"Dog is man's best friend" may be an ancient cliché, but newly discovered evidence shows that humans in America have been forming deep bonds with dogs much earlier than previously thought.
In a study published in the journal Science Advances, researchers were able to demonstrate that people began forming close relationships with the ancestors of today's dogs as early as 12,000 years ago — about 2,000 years earlier than previously recorded in the Americas.
"People like me who are interested in the peopling of the Americas are very interested in knowing if those first Americans came with dogs," François Lanoë, lead author and University of Arizona researcher, said in statement. "Until you find those animals in archaeological sites, we can speculate about it, but it's hard to prove one way or another. So, this is a significant contribution."
Researchers unearthed a tibia, or lower-leg bone, of an adult canine in 2018 at a longstanding archaeological site called Swan Point, about 70 miles south east of Fairbanks. Radiocarbon dating showed that the canine was alive about 12,000 years ago, near the end of the Ice Age.
Another excavation by the researchers in June 2023 – of an 8,100-year-old canine jawbone at a nearby site called Hollembaek Hill, south of Delta Junction – also shows signs of possible domestication.

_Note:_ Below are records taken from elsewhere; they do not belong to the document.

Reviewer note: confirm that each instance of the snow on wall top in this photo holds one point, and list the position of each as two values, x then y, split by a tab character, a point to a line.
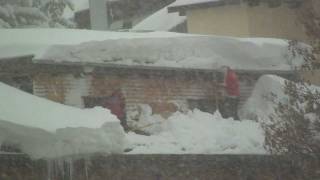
19	42
161	20
25	109
162	49
197	52
178	3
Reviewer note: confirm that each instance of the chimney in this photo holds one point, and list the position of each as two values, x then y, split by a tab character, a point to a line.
98	14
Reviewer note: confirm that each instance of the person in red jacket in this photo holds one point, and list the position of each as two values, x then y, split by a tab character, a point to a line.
232	93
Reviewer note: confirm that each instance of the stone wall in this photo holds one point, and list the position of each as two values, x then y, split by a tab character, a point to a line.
175	167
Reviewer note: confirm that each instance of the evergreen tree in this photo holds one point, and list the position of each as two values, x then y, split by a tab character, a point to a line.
34	13
295	126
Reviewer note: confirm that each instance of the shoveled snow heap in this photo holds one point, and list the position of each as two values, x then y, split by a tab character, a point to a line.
46	129
267	94
200	52
197	132
268	91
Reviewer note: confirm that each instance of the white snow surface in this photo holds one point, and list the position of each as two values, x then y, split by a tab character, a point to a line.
260	106
267	94
178	3
45	129
19	42
193	51
198	132
161	20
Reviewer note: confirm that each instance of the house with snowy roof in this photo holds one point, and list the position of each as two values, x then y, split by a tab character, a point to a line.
116	14
251	18
83	68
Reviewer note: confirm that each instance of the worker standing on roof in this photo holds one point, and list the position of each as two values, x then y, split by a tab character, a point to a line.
232	93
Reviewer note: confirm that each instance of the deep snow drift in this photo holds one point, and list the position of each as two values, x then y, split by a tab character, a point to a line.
42	128
212	52
161	20
267	94
19	42
268	91
197	132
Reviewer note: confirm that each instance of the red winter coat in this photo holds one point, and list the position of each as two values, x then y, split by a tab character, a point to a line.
232	84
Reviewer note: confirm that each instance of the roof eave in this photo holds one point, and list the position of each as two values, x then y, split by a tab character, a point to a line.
182	9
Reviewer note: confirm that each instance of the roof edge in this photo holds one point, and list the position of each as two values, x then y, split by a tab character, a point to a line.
182	8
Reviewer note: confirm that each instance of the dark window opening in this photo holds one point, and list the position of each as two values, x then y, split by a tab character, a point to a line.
204	105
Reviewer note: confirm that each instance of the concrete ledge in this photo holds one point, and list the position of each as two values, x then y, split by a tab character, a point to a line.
217	167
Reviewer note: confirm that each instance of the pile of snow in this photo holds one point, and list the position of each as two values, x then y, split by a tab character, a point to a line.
19	42
79	5
267	93
44	129
179	3
197	132
180	52
161	20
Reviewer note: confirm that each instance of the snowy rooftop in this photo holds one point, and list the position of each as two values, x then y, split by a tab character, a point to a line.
19	42
155	49
191	2
178	4
161	20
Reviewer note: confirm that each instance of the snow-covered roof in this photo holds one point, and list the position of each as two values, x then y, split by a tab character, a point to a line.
19	42
181	5
161	20
153	49
42	128
191	2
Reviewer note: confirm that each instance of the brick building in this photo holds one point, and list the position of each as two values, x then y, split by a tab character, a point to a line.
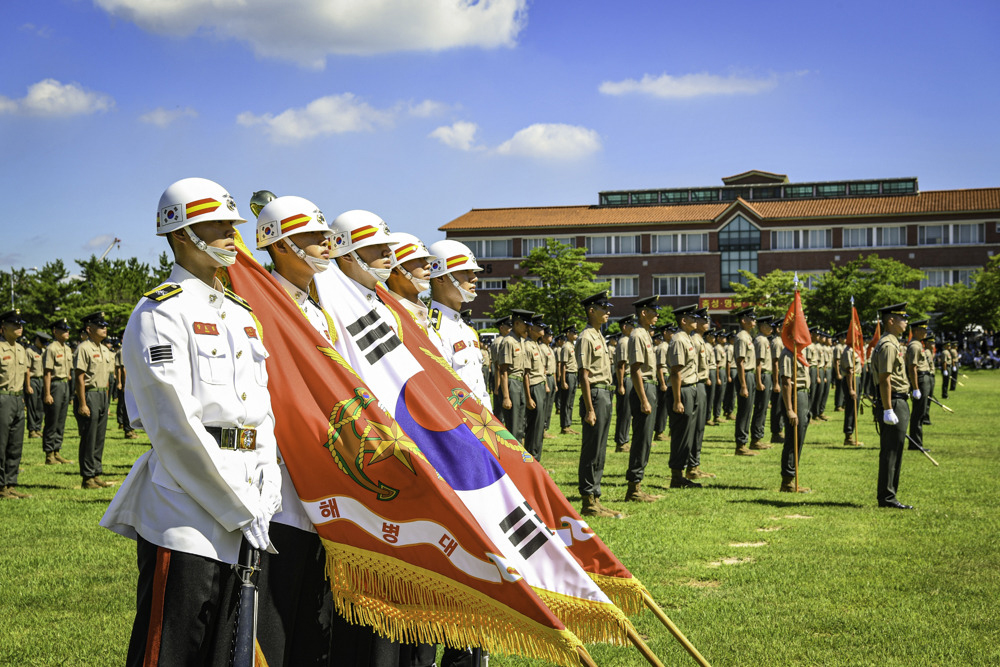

Chemical analyses of both bones found "substantial" contributions from salmon proteins, meaning the animal had regularly eaten fish. Researchers say this was not typical of canines in the area during that time, as they hunted land animals almost exclusively.
The study suggests the most likely explanation for salmon showing up in the animal's diet is from dependence on humans.
"This is the smoking gun because they're not really going after salmon in the wild," said study co-author Ben Potter, an archaeologist with the University of Alaska Fairbanks.
The researchers are confident that the Swan Point canine helps establish the earliest known close relationships between humans and canines in the Americas. But it's too early to say whether the discovery is the earliest domesticated dog in the Americas.
Lanoë noted that the Swan Point and Hollembaek Hill specimens may be too old to be genetically related to more recent dog populations; that they could have been tamed wolves rather than fully domesticated dogs.
"Behaviorally, they seem to be like dogs, as they ate salmon provided by people," he said, "but genetically, they're not related to anything we know."
Still, the study adds to evidence that forming relationships with dogs is a long-standing cultural tradition in America, stretching back thousands and thousands of years.